You know, “I raised three kids in this house. I have such fond memories. Honestly, I don’t know if I can go through with it.” This got the buyers really nervous, and they coveted the house even more than they had originally. They’d already been imagining their first Thanksgiving, sitting in the charming dining room with its four-inch crown moldings and now, damn it, they wanted this house. They were prepared to fight for it. Finally, my realtor and I set a date by which we said we’d consider all offers. Bids could be submitted on that date only, not before. As I sat back and waited for the envelopes to arrive, I thought about how much I hated scrambling to find someone to clean the gutters every year, what a fortune it had been to heat the huge, poorly insulated place.
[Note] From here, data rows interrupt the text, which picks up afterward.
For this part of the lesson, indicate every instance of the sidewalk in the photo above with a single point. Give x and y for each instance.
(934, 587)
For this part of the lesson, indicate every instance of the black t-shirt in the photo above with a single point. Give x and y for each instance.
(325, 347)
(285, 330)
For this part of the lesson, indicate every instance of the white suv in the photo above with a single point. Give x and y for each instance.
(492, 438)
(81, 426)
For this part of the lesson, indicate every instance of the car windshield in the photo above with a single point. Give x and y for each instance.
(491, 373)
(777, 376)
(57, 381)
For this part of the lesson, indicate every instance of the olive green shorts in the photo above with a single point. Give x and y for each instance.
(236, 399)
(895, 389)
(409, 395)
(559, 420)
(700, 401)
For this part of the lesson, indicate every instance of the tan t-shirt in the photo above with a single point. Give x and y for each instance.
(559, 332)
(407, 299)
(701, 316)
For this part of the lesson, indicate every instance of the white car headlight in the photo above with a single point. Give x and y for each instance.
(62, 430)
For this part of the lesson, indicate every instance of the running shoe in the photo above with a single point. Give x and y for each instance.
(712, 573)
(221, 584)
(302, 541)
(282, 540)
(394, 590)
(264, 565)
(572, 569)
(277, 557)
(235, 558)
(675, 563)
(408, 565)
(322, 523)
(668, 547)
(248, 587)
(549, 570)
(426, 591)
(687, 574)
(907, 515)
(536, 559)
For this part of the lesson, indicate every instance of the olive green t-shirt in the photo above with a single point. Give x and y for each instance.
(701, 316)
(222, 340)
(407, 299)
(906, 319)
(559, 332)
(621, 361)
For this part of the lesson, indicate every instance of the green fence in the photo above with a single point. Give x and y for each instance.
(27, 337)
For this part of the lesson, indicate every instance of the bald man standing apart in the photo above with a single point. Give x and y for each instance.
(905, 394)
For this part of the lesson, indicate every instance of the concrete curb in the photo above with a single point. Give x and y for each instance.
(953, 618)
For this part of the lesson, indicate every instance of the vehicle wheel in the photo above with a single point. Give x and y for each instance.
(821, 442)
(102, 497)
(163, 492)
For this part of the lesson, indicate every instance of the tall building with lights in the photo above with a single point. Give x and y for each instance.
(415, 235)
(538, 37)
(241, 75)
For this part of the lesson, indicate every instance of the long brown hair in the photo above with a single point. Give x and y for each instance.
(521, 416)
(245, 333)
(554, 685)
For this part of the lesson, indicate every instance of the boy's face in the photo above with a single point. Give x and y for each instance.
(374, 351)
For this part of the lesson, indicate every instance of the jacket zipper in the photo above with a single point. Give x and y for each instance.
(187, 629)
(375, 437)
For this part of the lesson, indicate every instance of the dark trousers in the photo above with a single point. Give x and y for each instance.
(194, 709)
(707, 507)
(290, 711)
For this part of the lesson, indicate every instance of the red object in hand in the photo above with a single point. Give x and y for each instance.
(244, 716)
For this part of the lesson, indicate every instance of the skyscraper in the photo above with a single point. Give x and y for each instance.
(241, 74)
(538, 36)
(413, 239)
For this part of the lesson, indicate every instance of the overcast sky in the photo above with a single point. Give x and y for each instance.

I thought with relief about getting rid of the shelves of books and collections I’d once loved, but now felt anchored down by. As those buyers submitted their bids, one by one, it was obvious they had gotten into precisely the feeding frenzy we’d hoped for. Eventually, I accepted an offer which was half a million more than my realtor and I had previously agreed would be acceptable. And, believe me, this original amount was criminal.

  “Ladies, look who I’ve brought you,” Dolores said with great good cheer, as if she was delivering an extravagant present to the three women sitting before us. “A fourth. Now your table has a fourth.” She was the only person smiling. The group did not appear to feel the need for a fourth.